Does the Kinesis LZO S3 Sink support reading from an "enriched" stream?


#1

The documentation implies that the tool to mirror the contents of a Kinesis stream to S3 files was developed to read raw events from a collector. The question I have is whether or not that tool can read enriched events from a Kinesis stream instead?

In other words, assuming my goal is only to load enriched events into Redshift can I use a pipeline like:

collector -> Kinesis -> enrich -> Kinesys -> LZO/sink -> S3 -> storage-loader -> Redshift

That avoids some S3 complexity at the cost of loosing the ability to push “raw” events into Redshift.

-jj


#2

Absolutely. We use the kinesis-s3 sink to store raw and enriched events. It’s actually a good idea, in case you need to re-enrich them later on. And even better: You can use gzip compression for the enriched events wich is easier to handle for spark clients for example.


#3

@christoph-buente is right - you can certainly use the Kinesis S3 sink to store enriched events to S3. But just a warning about:

collector -> Kinesis -> enrich -> Kinesys -> LZO/sink -> S3 -> storage-loader -> Redshift

This specific topology won’t work - because the StorageLoader doesn’t load enriched events directly into Redshift, but rather loads “shredded” enriched events into Redshift. Currently the only place this shredding logic lives is in our Hadoop Shred job, so you won’t be able to get away with not running EMR if you want to load Redshift.

This will change in the future but is still some way off. In the meantime, How to setup a Lambda architecture for Snowplow is the way to go.


#4

Ugh, that’s awful news.


#5

I don’t see any way to get data into Redshift (without processing the raw events with the older S3 based tools) in that linked lambda article. Am I missing something?


#6

Correct, use the batch (Hadoop/EMR) pipeline to process the data ready for Redshift.


#7

Hi @cnamejj,

Indeed, you would need to run a batch pipeline. That is the idea of Lambda Architecture to be able to run Real-Time and Batch pipeline off the same source.

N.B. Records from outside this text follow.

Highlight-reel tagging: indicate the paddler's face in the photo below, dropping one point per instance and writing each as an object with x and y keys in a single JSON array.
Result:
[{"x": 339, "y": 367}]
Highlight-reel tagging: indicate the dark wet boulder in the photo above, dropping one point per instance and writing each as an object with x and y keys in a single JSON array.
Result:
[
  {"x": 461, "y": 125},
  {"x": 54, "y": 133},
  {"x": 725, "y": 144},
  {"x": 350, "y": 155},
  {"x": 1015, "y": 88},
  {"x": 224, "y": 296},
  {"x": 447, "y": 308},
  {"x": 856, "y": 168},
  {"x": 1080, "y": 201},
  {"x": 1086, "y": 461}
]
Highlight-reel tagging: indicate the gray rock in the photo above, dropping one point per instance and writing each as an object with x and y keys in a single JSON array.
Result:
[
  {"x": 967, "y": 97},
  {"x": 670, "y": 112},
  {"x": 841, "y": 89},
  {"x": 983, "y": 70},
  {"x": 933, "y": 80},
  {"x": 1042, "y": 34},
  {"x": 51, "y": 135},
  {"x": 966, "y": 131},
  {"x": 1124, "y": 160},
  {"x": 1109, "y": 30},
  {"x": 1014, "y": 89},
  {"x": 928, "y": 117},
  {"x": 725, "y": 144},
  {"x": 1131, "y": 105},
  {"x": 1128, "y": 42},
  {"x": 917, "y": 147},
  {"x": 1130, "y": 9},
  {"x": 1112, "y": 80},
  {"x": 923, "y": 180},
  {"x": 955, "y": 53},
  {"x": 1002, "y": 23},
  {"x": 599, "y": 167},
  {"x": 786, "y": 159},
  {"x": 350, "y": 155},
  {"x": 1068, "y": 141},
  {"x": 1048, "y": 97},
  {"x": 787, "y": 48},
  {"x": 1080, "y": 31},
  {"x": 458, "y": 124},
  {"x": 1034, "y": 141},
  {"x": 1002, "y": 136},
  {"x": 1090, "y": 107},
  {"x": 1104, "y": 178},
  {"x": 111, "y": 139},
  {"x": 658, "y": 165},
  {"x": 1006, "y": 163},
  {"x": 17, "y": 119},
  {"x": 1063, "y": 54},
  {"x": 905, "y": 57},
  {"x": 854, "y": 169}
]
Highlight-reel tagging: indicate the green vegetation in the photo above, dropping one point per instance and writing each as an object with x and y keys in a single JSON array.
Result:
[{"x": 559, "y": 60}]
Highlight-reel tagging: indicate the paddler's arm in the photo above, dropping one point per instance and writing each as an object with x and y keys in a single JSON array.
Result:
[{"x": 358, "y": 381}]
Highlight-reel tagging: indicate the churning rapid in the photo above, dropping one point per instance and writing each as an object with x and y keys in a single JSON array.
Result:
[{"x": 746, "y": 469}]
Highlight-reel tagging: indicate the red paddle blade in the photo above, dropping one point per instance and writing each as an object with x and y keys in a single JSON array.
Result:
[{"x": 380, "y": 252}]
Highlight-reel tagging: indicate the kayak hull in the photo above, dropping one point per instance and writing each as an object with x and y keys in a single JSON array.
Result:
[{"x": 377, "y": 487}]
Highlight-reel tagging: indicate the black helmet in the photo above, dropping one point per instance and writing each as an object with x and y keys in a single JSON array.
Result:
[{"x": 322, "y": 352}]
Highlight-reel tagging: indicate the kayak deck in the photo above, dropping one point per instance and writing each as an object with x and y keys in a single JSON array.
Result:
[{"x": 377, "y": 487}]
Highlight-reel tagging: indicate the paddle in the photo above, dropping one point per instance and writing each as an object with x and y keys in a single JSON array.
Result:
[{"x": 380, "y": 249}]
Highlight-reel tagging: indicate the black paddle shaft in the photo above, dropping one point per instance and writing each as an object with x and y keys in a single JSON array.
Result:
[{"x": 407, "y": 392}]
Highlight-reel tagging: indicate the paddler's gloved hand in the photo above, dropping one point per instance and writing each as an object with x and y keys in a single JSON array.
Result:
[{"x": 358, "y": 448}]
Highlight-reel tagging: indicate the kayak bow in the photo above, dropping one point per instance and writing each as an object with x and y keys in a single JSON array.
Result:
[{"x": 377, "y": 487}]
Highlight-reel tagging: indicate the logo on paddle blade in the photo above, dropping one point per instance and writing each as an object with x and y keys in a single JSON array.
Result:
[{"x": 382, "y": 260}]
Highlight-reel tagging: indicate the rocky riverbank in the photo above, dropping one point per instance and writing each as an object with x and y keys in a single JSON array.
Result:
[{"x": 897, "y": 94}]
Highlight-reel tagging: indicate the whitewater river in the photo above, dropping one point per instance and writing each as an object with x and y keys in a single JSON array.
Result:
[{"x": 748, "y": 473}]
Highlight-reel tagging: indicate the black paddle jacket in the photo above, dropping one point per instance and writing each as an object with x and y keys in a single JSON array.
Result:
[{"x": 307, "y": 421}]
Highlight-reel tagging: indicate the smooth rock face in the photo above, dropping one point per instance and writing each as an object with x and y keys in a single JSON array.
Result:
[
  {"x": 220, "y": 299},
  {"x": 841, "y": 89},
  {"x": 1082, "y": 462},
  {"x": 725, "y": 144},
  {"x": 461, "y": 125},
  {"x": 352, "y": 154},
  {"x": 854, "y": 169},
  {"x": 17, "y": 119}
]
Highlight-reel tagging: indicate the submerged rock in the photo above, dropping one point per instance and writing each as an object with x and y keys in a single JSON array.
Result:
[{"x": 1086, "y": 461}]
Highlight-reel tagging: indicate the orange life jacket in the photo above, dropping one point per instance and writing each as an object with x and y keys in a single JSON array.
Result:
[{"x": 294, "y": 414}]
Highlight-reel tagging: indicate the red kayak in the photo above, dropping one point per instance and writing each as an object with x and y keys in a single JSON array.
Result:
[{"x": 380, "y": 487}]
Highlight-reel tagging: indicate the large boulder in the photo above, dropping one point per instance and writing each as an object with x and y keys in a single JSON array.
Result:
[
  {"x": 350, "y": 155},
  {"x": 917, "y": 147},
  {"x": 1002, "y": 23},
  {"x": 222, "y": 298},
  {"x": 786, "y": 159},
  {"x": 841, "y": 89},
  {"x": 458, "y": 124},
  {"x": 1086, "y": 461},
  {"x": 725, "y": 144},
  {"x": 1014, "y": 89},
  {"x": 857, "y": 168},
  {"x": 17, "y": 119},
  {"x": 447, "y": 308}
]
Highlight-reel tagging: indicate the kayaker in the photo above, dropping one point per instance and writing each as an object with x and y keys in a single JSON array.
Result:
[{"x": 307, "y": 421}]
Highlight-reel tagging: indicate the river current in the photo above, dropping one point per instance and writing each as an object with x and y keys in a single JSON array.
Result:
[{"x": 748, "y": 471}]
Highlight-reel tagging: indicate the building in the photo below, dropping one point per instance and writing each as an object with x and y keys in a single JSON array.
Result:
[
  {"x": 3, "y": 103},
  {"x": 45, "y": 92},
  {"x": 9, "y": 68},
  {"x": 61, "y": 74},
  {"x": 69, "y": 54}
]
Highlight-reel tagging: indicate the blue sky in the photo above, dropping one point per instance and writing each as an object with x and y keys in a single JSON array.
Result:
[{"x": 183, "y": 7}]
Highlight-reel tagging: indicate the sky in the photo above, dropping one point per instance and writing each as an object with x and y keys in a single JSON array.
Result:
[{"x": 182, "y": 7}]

As @alex mentioned we will improve the architecture by allowing to sink to S3 off Kinesis Enrich stream in future and thus avoiding enrichment process run twice. As of now, however, the diagram depicts currently supported way to load streamed (and enriched) data into Redshift.

–Ihor


#8

Hi Alex- any update on this - are we talking years away?


#9

Not years - we are starting on a major refactoring of our Redshift load code in a couple of months. But there’s a lot to refactor!

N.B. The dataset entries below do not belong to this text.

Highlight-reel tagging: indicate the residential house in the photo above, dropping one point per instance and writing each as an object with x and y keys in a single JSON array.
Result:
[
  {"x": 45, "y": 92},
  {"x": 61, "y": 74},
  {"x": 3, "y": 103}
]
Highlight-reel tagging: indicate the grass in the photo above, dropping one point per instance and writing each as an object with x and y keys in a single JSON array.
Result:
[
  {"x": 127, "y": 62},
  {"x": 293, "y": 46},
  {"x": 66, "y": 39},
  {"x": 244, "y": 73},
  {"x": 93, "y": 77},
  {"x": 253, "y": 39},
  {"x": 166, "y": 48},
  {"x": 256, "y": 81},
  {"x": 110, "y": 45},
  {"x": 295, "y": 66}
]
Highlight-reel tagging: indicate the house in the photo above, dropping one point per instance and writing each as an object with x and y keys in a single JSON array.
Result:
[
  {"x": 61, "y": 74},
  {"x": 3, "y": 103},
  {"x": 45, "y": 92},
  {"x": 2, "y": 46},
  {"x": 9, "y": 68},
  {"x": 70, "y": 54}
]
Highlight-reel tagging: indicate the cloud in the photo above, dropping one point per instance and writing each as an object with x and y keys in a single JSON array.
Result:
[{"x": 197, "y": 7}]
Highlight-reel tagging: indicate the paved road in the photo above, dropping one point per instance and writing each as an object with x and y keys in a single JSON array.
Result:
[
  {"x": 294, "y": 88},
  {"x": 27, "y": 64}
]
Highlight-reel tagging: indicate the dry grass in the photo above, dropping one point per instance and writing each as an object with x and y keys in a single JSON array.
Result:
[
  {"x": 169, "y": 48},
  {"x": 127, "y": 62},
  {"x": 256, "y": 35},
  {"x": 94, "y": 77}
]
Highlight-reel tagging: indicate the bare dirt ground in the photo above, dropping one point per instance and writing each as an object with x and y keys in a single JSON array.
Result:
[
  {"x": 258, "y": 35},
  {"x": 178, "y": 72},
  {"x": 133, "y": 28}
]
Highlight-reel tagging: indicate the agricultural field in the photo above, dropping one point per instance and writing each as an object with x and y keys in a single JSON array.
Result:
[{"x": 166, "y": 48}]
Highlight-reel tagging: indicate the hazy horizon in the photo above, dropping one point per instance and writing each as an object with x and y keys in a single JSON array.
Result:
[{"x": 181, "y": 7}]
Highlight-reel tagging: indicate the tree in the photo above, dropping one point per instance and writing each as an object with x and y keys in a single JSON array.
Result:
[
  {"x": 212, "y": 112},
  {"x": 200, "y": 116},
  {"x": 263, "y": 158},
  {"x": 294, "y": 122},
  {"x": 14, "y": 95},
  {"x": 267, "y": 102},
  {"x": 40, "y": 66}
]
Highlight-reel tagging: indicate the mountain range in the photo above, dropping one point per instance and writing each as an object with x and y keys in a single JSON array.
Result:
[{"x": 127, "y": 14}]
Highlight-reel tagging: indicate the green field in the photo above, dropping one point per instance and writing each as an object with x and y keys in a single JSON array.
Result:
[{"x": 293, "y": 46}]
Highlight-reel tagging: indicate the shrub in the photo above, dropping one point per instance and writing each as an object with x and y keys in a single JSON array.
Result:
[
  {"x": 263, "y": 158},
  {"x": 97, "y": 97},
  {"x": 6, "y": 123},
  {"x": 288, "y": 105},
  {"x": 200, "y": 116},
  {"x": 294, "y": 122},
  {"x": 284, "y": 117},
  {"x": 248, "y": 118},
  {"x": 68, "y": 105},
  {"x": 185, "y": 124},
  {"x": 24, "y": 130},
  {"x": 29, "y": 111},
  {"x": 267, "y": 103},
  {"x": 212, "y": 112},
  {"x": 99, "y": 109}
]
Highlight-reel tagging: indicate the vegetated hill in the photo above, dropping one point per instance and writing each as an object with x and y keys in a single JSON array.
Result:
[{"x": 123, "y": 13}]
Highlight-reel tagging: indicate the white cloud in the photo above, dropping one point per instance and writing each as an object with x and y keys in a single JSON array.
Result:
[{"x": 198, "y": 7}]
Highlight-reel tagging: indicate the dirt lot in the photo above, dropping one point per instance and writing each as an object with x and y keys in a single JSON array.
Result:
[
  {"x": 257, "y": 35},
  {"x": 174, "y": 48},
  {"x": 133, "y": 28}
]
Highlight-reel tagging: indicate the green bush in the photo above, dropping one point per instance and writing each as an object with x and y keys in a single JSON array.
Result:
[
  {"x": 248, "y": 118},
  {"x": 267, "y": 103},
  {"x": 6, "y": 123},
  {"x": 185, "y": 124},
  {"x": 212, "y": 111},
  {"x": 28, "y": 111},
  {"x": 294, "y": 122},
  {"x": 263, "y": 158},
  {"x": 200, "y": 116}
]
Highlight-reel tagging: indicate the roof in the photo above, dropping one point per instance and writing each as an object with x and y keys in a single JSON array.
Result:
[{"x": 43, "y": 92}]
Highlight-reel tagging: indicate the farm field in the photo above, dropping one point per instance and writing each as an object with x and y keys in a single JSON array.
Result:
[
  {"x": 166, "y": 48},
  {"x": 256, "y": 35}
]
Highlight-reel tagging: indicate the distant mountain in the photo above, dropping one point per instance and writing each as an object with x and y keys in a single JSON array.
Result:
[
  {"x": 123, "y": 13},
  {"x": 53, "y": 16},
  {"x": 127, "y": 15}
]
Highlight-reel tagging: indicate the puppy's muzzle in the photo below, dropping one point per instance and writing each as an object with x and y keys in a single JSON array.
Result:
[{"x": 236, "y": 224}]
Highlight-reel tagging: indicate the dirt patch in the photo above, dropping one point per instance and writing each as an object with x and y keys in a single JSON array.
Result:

Error using StorageLoader to load data into Redshift
#10

Any update on this? I would like to be able to run stream enrich, store to S3, and copy to redshift on demand(Redshift Spectrum), as cnamejj mentioned this is much cheaper than maintaining all storage in Redshift. I already have data in S3 and everything is working the way I wanted to otherwise.


#11

FWIW, we ended up with a hybrid setup that runs Scala based collectors, which have been rock solid. Then we run jobs on instances to pull the data out of Kinesis streams into S3, where the older model EMR jobs process them and then load the data into Redshift. It’s working well but a pipeline that avoids S3 and EMR would be preferable, and I expect would get the data into Redshift much faster.


#12

R102 introduced the stream enrich support for EMR ETL runner which avoids the “double enrich” problem that the Lambda architecture but this still requires spinning up an EMR cluster at the moment to load into Redshift.

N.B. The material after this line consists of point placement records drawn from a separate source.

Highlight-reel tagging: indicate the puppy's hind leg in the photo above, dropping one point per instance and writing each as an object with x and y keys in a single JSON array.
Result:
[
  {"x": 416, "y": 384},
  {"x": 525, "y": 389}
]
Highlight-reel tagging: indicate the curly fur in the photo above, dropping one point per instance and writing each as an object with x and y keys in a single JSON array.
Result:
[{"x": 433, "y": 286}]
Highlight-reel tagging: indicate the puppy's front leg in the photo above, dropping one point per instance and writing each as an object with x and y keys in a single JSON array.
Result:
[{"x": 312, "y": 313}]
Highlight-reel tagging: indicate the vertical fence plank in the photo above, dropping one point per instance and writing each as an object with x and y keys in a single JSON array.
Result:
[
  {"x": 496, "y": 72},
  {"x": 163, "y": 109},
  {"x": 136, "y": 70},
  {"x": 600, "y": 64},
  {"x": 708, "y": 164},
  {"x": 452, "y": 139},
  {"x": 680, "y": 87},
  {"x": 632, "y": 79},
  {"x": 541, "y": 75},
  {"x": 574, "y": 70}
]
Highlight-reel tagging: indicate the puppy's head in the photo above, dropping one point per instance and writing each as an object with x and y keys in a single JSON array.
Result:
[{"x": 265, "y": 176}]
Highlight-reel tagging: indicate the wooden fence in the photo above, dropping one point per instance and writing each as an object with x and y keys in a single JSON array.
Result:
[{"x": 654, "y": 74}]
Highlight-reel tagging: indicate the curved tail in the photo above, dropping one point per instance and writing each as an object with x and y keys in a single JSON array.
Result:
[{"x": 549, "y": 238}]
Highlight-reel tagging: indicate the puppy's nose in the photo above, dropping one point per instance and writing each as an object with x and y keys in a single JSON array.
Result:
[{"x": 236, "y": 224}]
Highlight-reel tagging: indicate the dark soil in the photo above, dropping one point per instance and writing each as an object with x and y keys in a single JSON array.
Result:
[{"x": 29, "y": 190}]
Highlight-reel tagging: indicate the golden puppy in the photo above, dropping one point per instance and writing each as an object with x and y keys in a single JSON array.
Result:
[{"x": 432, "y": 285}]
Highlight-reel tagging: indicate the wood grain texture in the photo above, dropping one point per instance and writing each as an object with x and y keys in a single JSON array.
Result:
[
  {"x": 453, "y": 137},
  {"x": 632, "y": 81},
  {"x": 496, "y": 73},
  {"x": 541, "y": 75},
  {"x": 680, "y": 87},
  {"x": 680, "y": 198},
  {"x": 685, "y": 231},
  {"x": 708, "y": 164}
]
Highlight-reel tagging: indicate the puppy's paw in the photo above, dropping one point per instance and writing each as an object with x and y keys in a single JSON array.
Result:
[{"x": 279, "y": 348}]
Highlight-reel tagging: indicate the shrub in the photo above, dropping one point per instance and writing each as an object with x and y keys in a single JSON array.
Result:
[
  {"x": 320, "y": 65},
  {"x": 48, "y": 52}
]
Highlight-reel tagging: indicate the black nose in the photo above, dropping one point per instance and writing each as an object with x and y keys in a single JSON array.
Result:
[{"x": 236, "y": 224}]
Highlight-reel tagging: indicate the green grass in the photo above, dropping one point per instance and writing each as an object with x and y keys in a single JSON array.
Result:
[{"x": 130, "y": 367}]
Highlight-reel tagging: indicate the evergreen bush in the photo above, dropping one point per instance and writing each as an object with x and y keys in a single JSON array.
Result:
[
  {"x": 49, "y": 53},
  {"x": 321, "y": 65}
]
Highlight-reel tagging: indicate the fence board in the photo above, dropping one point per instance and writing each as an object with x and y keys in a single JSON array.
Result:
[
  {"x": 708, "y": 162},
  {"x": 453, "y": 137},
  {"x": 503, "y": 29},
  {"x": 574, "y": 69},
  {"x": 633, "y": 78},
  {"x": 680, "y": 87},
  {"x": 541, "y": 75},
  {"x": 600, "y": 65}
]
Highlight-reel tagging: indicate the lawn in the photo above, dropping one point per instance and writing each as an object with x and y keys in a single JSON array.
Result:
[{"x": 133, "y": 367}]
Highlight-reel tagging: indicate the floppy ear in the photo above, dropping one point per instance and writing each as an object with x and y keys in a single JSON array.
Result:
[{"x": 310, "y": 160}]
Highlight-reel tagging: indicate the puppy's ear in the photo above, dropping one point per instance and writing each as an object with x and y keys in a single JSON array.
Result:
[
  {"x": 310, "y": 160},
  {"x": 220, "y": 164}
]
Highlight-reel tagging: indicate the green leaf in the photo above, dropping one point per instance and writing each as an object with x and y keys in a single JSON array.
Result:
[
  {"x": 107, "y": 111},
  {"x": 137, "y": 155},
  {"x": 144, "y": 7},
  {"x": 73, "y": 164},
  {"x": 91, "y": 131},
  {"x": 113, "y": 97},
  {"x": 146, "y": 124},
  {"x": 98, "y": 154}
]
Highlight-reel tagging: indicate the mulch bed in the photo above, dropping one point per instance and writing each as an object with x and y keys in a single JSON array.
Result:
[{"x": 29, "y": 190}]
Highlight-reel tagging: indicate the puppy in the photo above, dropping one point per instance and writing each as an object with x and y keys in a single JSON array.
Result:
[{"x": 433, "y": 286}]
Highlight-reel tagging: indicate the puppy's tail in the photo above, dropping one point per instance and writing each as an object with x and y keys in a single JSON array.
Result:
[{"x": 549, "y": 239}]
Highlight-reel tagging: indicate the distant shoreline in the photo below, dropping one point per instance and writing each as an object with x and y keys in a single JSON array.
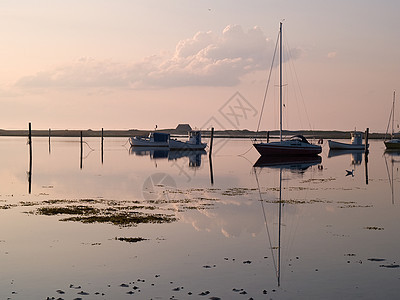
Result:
[{"x": 318, "y": 134}]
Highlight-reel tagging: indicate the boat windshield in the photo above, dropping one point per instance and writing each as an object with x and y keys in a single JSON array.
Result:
[{"x": 299, "y": 138}]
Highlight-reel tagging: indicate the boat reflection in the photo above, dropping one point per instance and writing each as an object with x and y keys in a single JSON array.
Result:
[
  {"x": 356, "y": 155},
  {"x": 392, "y": 155},
  {"x": 294, "y": 163},
  {"x": 165, "y": 153}
]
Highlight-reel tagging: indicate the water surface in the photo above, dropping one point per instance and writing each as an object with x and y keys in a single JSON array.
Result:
[{"x": 321, "y": 229}]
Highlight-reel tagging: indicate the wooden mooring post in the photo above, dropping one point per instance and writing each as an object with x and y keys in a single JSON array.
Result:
[
  {"x": 81, "y": 149},
  {"x": 102, "y": 145},
  {"x": 49, "y": 140},
  {"x": 30, "y": 158},
  {"x": 366, "y": 155},
  {"x": 211, "y": 141}
]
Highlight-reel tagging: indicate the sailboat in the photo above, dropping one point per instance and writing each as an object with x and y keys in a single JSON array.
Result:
[
  {"x": 392, "y": 143},
  {"x": 296, "y": 145}
]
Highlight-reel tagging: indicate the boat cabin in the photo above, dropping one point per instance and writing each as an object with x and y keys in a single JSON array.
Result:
[
  {"x": 195, "y": 137},
  {"x": 159, "y": 137}
]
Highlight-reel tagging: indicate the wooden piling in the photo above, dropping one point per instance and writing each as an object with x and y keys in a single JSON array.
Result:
[
  {"x": 211, "y": 171},
  {"x": 81, "y": 149},
  {"x": 366, "y": 155},
  {"x": 102, "y": 145},
  {"x": 366, "y": 140},
  {"x": 30, "y": 158},
  {"x": 49, "y": 140},
  {"x": 211, "y": 141}
]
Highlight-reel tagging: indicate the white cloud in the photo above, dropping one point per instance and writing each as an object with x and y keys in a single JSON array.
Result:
[
  {"x": 332, "y": 54},
  {"x": 205, "y": 59}
]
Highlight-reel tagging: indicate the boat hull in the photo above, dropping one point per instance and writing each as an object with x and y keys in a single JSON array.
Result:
[
  {"x": 179, "y": 145},
  {"x": 392, "y": 144},
  {"x": 288, "y": 162},
  {"x": 280, "y": 149},
  {"x": 344, "y": 146},
  {"x": 141, "y": 142}
]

One of the hurdles at the moment to querying data that is stored outside of Redshift (i.e., Redshift Spectrum) is that the data on S3 isn’t represented in a columnar fashion. Although it’s possible to query this data in the row-based format it involves a significant amount of scanning which translates to poorer performance and increased cost. Fortunately we can avoid this by converting to to a columnar format.


#13

Thank you cnamejj and Mike! This clarifies a lot and while it is different than I had envisioned it should still work well.